Writing a crawler example using NodeJS
This article mainly explains to you how to use NodeJS to learn crawlers, and explains the usage and effects by crawling the Encyclopedia of Embarrassing Things. Let's learn together.
1. Preface analysis
Usually we use Python/.NET language to implement crawlers, but now as a front-end developer, naturally Requires proficiency in NodeJS. Let's use NodeJS language to implement a crawler for Encyclopedia of Embarrassing Things. In addition, some of the codes used in this article are es6 syntax.
The dependent libraries required to implement this crawler are as follows.
request: Use get or post methods to obtain the source code of the web page. cheerio: Parse the web page source code and obtain the required data.
This article first introduces the dependency libraries required by the crawler and their use, and then uses these dependency libraries to implement a web crawler for Encyclopedia of Embarrassing Things.
2. request library
request is a lightweight http library that is very powerful and easy to use. You can use it to implement Http requests, and supports HTTP authentication, custom request headers, etc. Below is an introduction to some of the functions in the request library.

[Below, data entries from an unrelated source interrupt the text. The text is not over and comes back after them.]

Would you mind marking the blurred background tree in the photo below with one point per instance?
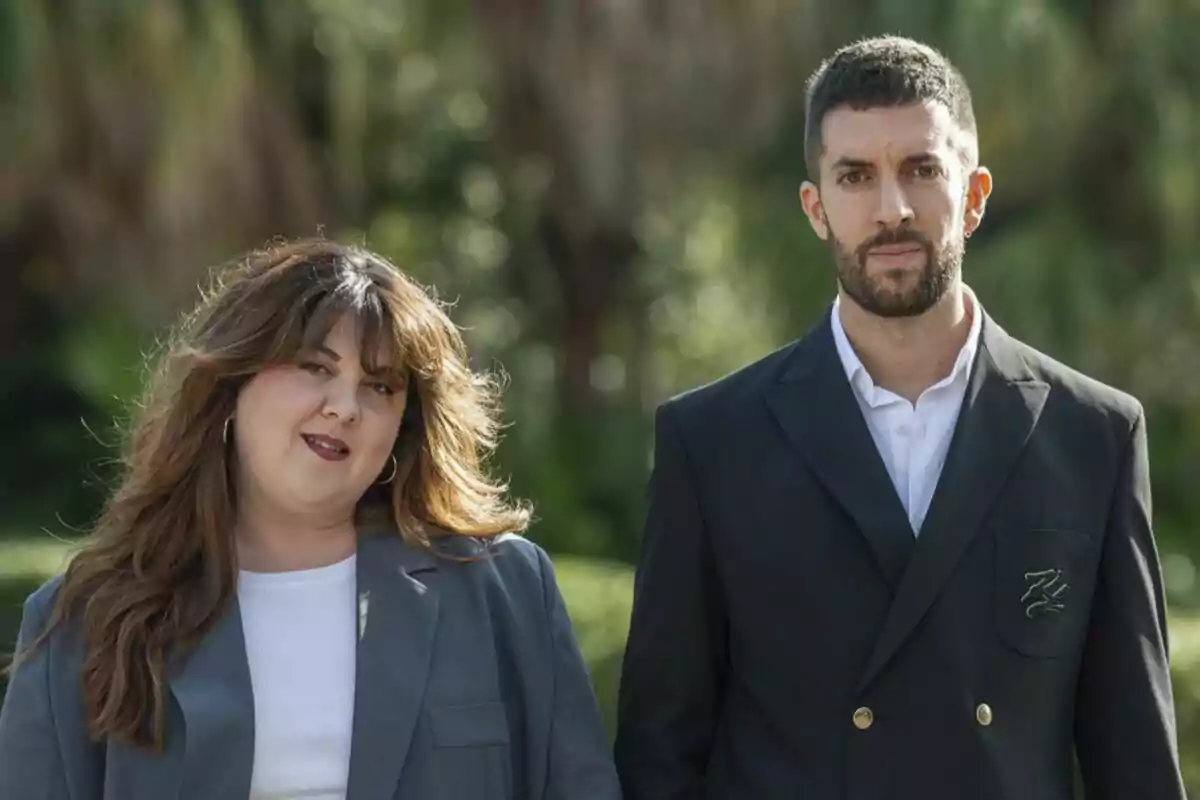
(606, 192)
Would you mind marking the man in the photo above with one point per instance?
(906, 557)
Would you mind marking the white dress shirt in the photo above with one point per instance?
(300, 643)
(912, 439)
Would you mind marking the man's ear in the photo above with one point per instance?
(810, 200)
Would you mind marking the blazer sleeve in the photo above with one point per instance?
(30, 761)
(672, 675)
(1125, 729)
(580, 764)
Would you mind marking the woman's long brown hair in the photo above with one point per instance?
(160, 565)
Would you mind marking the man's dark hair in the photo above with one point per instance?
(885, 71)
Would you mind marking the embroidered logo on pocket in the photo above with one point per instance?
(1044, 594)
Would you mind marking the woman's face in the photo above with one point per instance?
(313, 435)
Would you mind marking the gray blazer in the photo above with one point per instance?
(469, 686)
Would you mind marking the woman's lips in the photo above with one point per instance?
(328, 447)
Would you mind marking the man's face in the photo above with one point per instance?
(895, 202)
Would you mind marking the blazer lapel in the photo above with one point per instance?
(815, 404)
(397, 618)
(1000, 411)
(214, 692)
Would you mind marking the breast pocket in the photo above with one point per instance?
(1044, 581)
(472, 751)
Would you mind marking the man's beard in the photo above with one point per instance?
(939, 272)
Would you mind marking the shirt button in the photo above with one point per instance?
(864, 719)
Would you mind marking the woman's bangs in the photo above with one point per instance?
(378, 337)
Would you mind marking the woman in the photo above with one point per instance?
(305, 585)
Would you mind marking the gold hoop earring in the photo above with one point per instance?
(395, 465)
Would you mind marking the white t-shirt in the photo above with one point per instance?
(300, 642)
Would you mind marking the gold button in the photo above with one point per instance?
(863, 719)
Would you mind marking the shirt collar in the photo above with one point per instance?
(862, 380)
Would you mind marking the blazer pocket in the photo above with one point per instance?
(1044, 581)
(472, 751)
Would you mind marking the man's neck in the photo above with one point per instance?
(907, 355)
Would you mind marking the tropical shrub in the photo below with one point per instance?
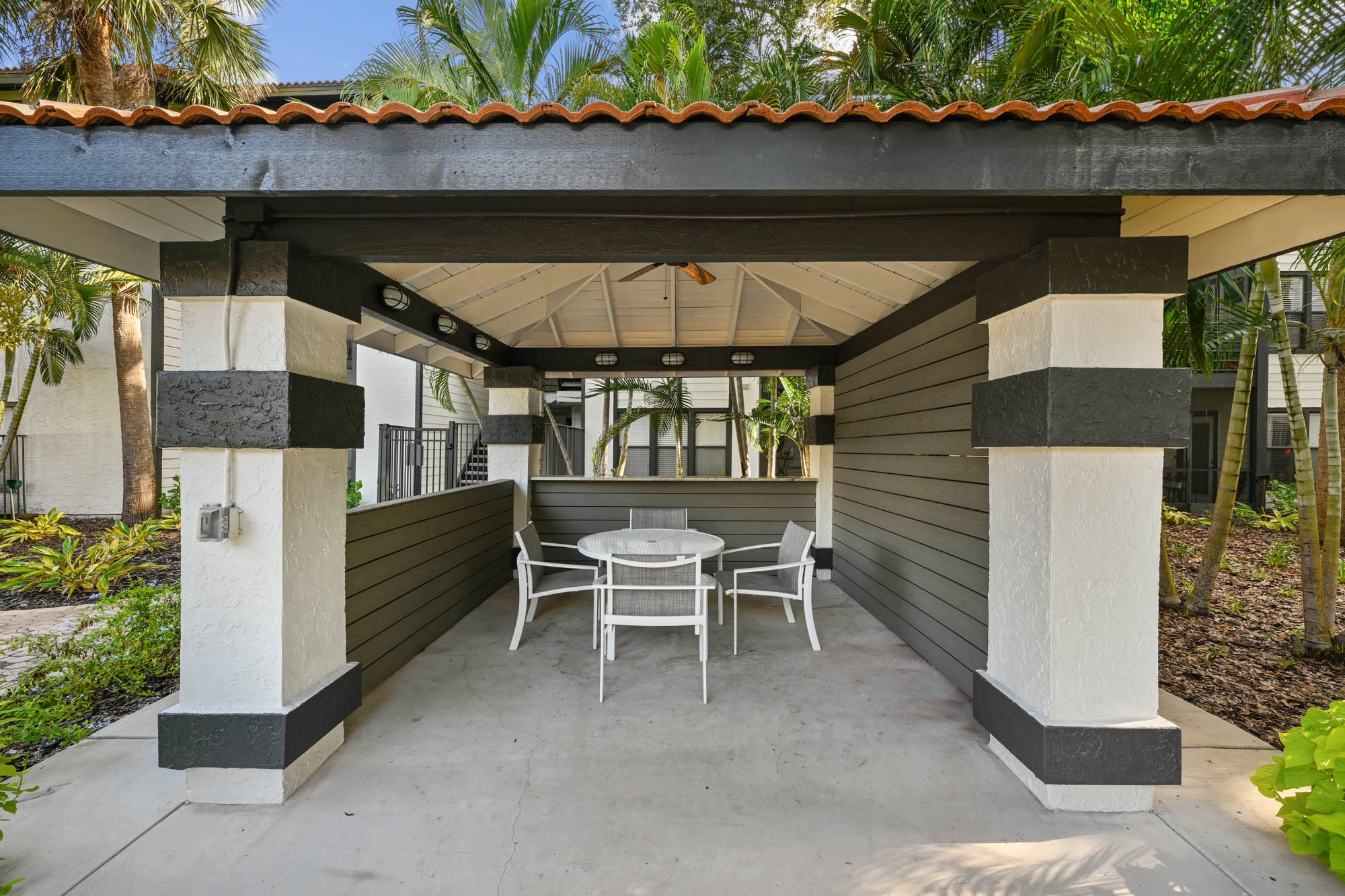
(38, 529)
(1311, 786)
(171, 499)
(127, 645)
(71, 569)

Install the request module as follows:
npm install request
After request is installed, it can be used. Now use request to request Baidu web pages.
const req = require('request'); req('http://www.baidu.com', (error, response, body) => { if (!error && response.statusCode == 200) { console.log(body) } })
When the options parameter is not set, the request method defaults to a get request. The specific method I like to use the request object is as follows:
req.get({ url: 'http://www.baidu.com' },(err, res, body) => { if (!err && res.statusCode == 200) { console.log(body) } });
However, many times, we often do not get the information we need by directly requesting the html source code obtained from a URL. In general, request headers and web page encoding need to be taken into consideration.
Web page request header web page encoding
The following describes how to add a web page request header and set the correct encoding when requesting.
req.get({ url : url, headers: { "User-Agent" : "Mozilla/5.0 (Windows NT 10.0; Win64; x64) AppleWebKit/537.36 (KHTML, like Gecko) Chrome/62.0.3202.94 Safari/537.36", "Host" : "www.zhihu.com", "Upgrade-Insecure-Requests" : "1" }, encoding : 'utf-8' }, (err, res, body)=>{ if(!err) console.log(body); })
Set the options parameter, add the headers
attribute to set the request header; add the encoding
attribute to set the encoding of the web page. It should be noted that if encoding: null
, then the content obtained by the get request is a Buffer
object, that is, the body is a Buffer object.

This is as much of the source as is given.